We mentioned last week that Australia is about to have an election fought on climate change, and that its Labor Party is looking likely to oust the incumbent coal-loving (aptly name) Coalition, at least if we believe the latest poll from there.

The poll was carried out by the Lowy Institute, an independent political thinktank and it made the point that climate change now tops issues like terrorism, the North Korean missile threat, and cyber attacks by foreign nations. It concludes that global warming is a critical threat which 64% of adults put as their number 1 priority. This is the first time since 2006 that it has gone anywhere near the top.

The entire Coalition strategy on climate change is its Emissions Reductions Fund, basically a tired carbon trading scheme that has never worked to reduce emissions.

This campaign was brought alive by the quote from one mature female journalist, “If that’s a climate change policy then I’m Beyonce,” and the Coalition has just 4% of the population backing its plans.

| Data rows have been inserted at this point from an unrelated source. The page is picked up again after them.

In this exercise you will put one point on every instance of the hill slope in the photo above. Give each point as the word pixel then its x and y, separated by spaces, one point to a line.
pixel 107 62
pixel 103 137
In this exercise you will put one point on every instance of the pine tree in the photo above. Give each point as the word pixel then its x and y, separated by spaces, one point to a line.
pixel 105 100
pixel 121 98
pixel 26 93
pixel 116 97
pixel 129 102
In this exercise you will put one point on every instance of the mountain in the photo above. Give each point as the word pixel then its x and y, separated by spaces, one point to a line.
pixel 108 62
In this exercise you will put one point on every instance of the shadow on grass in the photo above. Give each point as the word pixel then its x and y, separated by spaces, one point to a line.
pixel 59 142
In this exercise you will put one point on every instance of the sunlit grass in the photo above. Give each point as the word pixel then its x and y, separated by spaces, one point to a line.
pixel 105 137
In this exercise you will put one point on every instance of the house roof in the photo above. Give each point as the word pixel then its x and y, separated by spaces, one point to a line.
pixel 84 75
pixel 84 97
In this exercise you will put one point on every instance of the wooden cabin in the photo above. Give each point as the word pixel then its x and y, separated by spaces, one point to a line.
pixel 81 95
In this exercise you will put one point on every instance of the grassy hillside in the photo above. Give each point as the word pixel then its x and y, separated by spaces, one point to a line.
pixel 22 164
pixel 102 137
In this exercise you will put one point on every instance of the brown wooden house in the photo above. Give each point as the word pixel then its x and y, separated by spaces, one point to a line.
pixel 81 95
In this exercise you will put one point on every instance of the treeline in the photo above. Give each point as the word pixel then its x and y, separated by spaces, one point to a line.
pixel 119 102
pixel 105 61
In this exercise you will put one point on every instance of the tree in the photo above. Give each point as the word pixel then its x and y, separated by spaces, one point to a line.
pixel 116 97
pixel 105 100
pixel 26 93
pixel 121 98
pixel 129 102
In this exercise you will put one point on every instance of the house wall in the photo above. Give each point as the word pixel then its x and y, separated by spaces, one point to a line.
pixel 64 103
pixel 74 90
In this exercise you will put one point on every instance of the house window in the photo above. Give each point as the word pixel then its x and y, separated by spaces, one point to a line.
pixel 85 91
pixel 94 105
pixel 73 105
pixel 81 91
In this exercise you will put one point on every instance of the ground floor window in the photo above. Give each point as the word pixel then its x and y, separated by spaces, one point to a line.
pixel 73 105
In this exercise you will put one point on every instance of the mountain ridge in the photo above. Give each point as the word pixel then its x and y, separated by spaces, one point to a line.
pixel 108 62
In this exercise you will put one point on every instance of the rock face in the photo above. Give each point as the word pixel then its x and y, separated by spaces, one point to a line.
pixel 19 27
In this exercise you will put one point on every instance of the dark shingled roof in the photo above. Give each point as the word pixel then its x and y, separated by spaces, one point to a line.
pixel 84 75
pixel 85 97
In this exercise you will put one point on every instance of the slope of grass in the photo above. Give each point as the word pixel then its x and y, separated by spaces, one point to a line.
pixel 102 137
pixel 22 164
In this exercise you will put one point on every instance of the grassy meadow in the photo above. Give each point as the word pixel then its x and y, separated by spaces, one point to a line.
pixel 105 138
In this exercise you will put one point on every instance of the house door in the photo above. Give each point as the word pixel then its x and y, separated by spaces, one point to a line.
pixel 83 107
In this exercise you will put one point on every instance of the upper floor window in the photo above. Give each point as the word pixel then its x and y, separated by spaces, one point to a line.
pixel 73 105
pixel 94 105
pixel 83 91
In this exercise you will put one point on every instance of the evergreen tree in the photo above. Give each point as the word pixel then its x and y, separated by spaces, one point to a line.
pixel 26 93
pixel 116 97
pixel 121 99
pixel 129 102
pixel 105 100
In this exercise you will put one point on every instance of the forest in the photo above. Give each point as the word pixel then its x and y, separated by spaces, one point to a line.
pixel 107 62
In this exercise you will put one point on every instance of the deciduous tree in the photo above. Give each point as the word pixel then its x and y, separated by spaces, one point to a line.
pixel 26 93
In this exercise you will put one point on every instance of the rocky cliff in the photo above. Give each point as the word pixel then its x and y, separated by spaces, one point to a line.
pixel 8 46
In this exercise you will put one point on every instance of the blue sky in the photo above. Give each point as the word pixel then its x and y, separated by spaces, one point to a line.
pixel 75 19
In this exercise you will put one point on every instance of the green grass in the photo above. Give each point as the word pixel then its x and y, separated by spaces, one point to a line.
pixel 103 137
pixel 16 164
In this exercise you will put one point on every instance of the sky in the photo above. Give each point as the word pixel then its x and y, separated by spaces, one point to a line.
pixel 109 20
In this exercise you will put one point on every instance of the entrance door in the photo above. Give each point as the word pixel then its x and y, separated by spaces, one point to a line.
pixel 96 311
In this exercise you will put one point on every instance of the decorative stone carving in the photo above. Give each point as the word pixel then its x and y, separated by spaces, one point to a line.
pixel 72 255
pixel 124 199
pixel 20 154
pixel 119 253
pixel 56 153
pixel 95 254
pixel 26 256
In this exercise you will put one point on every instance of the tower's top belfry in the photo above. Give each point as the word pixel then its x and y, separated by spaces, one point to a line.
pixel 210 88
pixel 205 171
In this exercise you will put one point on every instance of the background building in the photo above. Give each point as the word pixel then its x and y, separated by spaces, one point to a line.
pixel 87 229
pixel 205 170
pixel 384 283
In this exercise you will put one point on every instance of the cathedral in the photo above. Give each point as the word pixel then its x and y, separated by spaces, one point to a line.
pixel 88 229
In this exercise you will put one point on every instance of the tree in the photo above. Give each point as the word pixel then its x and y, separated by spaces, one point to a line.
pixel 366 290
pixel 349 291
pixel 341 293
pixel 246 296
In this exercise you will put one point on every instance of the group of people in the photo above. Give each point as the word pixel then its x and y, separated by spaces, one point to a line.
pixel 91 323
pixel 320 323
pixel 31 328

Rethink Energy has written quite a bit about climate change and politics, simply because one poor climate change result is likely to ripple through global politics, and this is the first election in mid-May likely to lead on the topic.

The interesting thing is that any country still suffering the effects of long term infrastructure funding deficits (and who isn’t) plus wage restraint and austerity in the face of their balance of payments and recession, is ripe for a government who says “to hell with it, we cannot wait, let’s spend on energy infrastructure.” This is going to drive through an economic stimulus at the same time, which is likely to make any government doing it exceptionally popular. The US Republican party may be completely against such an action, but if the US needs it, they may follow Australia come 2020, and not re-elect Trump, as everyone expects them to, and instead head down the same socialist path.

Australia is a huge coal producer and the sooner it weans itself off this, and replaces coal jobs with wind and solar jobs, the healthier it will become. And any government that takes this stance, and in the process saves any part of its Great barrier reef, will get the eternal gratitude of Australia’s naturalists and its tourist industry.

In the latest poll some 60% favor prompt action on climate change, 28% prefer gradual action to lower costs and just 10% say let’s wait for more evidence.

The wider coal industry employs about 200,000 people in Australia, and 37,8900 directly in mining the coal, according to the Australian Bureau of Statistics. Renewable energy on the other hand employs just 17,740 people today, expected to rise to 60,000 by 2030. This is not typical, with other countries employing far more in renewables and energy efficiency, than in mining. Energy efficiency in Australia employs about 59,000 today and is expected to reach 120,000 in the next 5 years.

The coalition had originally wanted to support the introduction of Electric Vehicles, but was forced to U-turn after opposition from motoring groups, the Institute of Petroleum and its coalition partners. Now Labor believes a switch deadline for EVs can be re-introduced.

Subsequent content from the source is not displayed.